Наружу вылезли и другие возмутительные подробности устройства системы опеки, не говоря о многочисленных правовых нарушениях. Лишь когда Гэй упорядочила бумаги, стало ясно, что наш случай годами не рассматривался в суде и что нас с Люком отправили в Южную Каролину без соответствующего решения, обнаружив промашку, только когда нас решили забрать обратно. Выходит, в течение девяти месяцев я фактически была пропавшей без вести. Сопоставив обрывочные сведения, в том числе фотографии из Южной Каролины, на которых видно, как я подросла, Гэй сделала вывод, что в период бумажного «безвременья» я жила с Аделью. Многие записи в моем досье были явно сфальсифицированы, чтобы скрыть недочеты.

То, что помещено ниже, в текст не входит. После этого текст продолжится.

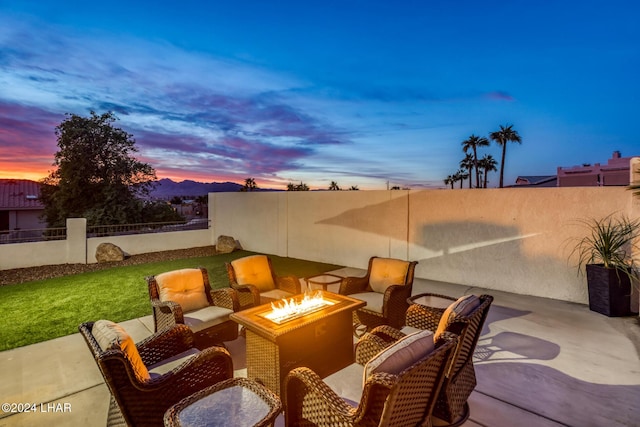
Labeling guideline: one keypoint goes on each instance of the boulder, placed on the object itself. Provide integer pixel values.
(226, 244)
(108, 252)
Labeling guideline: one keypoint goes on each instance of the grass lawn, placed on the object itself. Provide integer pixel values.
(45, 309)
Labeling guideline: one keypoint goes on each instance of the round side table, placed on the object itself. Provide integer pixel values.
(236, 402)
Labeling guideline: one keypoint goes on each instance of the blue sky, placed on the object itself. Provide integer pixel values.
(358, 92)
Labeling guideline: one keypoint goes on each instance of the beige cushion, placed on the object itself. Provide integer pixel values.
(185, 287)
(111, 336)
(206, 317)
(401, 355)
(386, 272)
(347, 382)
(254, 270)
(463, 306)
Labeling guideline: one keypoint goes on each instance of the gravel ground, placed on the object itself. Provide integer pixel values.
(20, 275)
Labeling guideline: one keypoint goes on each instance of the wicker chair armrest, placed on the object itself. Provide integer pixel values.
(353, 285)
(289, 284)
(166, 314)
(368, 346)
(244, 290)
(423, 317)
(208, 367)
(165, 344)
(226, 297)
(387, 333)
(305, 387)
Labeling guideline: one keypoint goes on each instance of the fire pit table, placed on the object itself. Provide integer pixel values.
(320, 339)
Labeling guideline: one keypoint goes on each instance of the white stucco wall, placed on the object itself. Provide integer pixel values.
(512, 239)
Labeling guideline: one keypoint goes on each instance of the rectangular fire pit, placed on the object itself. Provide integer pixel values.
(321, 340)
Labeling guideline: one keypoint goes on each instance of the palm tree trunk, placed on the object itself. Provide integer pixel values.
(475, 164)
(504, 153)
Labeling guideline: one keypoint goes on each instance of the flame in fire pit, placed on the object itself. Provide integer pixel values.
(289, 309)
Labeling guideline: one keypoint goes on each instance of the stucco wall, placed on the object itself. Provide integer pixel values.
(515, 240)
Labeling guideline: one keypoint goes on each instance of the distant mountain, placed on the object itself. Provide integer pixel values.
(166, 188)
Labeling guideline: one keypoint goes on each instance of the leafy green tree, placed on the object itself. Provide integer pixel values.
(96, 176)
(487, 164)
(472, 143)
(249, 185)
(467, 163)
(503, 136)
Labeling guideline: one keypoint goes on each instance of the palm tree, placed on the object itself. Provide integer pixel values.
(249, 185)
(461, 175)
(502, 137)
(488, 164)
(472, 143)
(450, 180)
(467, 163)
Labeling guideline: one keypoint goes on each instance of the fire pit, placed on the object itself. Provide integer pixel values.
(293, 308)
(319, 336)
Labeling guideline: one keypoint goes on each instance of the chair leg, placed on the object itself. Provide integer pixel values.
(438, 422)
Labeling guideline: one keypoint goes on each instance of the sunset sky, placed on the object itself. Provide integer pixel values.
(358, 92)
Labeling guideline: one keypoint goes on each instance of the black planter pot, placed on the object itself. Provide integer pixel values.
(609, 291)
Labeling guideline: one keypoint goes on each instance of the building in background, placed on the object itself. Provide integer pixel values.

– Впервые в жизни вижу подобную халатность! – возмущалась Гэй, разбирая документы. – Как в семьях могло быть столько детей! Кто вообще придумал отправить вас к Сэму Родсу, этому законченному алкоголику, ведь он собственных детей отдал под опеку штата! Кураторы, соцработники, даже инспекторы – все они прекрасно знали, что представляют собой Шпицы, но палец о палец не ударили! – Гэй заводилась все больше и больше. – Помнишь, когда к ним впервые явился инспектор, миссис Шпиц вынудила тебя отказаться от своих слов? Тем же вечером кто-то позвонил в службу защиты детей от жестокого обращения и сказал, что в присутствии миссис Шпиц дети даже пикнуть боятся. Однако уполномоченный по правам ребенка не потрудился проверить вызов. Еще неделю спустя в службу снова кто-то обратился, на сей раз из школы, но оператор заверил, что с тобой все в порядке, и никакой проверки не последовало!
Чем сильнее сокрушалась Гэй, тем спокойнее становилось у меня на душе, словно она сняла тяжелую ношу с моих плеч.

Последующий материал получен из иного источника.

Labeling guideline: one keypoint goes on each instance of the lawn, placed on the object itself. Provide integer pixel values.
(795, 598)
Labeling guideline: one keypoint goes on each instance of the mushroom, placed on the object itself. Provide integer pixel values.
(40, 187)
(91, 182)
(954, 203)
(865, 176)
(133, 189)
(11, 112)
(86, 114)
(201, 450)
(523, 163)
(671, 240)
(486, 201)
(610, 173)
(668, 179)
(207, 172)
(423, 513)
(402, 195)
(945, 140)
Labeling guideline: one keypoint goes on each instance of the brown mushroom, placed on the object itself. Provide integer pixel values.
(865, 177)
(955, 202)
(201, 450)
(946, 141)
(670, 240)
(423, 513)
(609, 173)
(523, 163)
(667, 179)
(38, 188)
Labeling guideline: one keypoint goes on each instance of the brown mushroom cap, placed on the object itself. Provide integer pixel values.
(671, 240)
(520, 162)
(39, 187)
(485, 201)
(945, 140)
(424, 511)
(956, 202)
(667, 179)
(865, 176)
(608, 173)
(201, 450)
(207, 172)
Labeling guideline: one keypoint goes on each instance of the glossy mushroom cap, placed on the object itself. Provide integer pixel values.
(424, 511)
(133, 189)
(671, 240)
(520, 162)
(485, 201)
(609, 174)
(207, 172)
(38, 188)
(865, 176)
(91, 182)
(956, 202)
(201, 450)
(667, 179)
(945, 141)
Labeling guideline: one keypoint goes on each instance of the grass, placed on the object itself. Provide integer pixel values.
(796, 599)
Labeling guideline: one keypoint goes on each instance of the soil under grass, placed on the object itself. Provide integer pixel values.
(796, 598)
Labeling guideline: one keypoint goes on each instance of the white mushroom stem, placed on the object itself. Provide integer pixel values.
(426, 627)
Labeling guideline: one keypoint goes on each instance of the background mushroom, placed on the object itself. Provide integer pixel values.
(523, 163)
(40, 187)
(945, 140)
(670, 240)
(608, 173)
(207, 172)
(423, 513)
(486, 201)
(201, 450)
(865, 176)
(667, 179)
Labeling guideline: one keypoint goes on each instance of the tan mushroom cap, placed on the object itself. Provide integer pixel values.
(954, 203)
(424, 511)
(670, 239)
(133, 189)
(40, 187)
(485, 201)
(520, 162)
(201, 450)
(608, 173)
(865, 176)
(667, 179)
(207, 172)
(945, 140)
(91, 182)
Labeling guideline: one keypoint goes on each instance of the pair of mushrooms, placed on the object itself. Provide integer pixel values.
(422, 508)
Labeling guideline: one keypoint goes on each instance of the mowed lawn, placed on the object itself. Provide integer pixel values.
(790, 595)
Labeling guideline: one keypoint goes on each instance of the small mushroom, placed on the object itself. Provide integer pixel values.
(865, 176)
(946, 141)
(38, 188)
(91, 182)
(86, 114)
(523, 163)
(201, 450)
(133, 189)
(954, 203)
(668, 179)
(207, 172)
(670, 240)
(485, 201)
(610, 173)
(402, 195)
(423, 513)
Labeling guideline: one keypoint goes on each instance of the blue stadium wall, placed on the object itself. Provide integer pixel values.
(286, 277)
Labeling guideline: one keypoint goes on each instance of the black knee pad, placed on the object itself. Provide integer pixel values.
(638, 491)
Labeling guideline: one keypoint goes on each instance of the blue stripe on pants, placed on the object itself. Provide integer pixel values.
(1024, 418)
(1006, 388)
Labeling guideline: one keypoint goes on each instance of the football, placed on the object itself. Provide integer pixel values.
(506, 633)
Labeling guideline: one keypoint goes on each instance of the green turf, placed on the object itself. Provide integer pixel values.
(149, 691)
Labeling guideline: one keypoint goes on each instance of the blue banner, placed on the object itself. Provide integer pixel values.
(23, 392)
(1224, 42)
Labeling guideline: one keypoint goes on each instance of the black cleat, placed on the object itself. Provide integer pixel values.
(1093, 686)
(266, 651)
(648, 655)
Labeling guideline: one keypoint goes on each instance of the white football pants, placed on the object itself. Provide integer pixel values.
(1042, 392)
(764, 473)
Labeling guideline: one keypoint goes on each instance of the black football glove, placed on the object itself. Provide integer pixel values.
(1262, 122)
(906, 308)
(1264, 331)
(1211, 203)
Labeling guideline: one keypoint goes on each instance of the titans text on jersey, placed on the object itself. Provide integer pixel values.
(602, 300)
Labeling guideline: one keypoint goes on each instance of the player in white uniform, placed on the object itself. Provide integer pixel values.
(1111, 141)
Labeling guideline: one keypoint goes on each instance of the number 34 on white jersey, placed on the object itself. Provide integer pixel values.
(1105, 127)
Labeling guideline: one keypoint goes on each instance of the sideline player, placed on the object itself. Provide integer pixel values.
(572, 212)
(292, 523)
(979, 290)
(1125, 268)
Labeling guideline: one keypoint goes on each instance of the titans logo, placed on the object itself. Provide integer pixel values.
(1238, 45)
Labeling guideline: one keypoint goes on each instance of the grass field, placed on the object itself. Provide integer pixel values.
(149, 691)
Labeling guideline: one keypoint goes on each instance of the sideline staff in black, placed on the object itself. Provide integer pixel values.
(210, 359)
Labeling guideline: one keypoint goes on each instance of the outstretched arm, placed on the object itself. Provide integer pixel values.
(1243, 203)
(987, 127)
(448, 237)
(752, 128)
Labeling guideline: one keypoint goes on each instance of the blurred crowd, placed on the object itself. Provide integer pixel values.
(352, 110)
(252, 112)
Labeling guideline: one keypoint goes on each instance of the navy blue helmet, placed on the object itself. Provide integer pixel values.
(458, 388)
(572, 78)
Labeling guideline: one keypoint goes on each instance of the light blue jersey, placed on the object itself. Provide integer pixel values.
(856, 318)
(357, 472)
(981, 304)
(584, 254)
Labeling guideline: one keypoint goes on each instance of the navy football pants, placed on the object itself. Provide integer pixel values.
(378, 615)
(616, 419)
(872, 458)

– Посмотри-ка, – в очередной раз подозвала она меня, наткнувшись на протокол встречи чиновников из управления по делам семьи и детей, где обсуждались недопустимые воспитательные методы в приемной семье Шпицев.
– Если бы родная мать пичкала детей жгучим перцем, избивала палкой или морила голодом, их бы отняли, разве нет?
Гэй кивнула.
– Тогда, чтобы вернуть детей, ей пришлось бы явиться в суд, подписать индивидуальный план адаптации и посещать курсы для родителей.
– Да, – мягко сказала Гэй, – я не понимаю, почему от Шпицев не потребовали того же, что в таких случаях требуют от родителей.
– Еще меня бесит, что за наше содержание Шпицы получали немалые деньги, тогда как маме не давали ни гроша, – добавила я.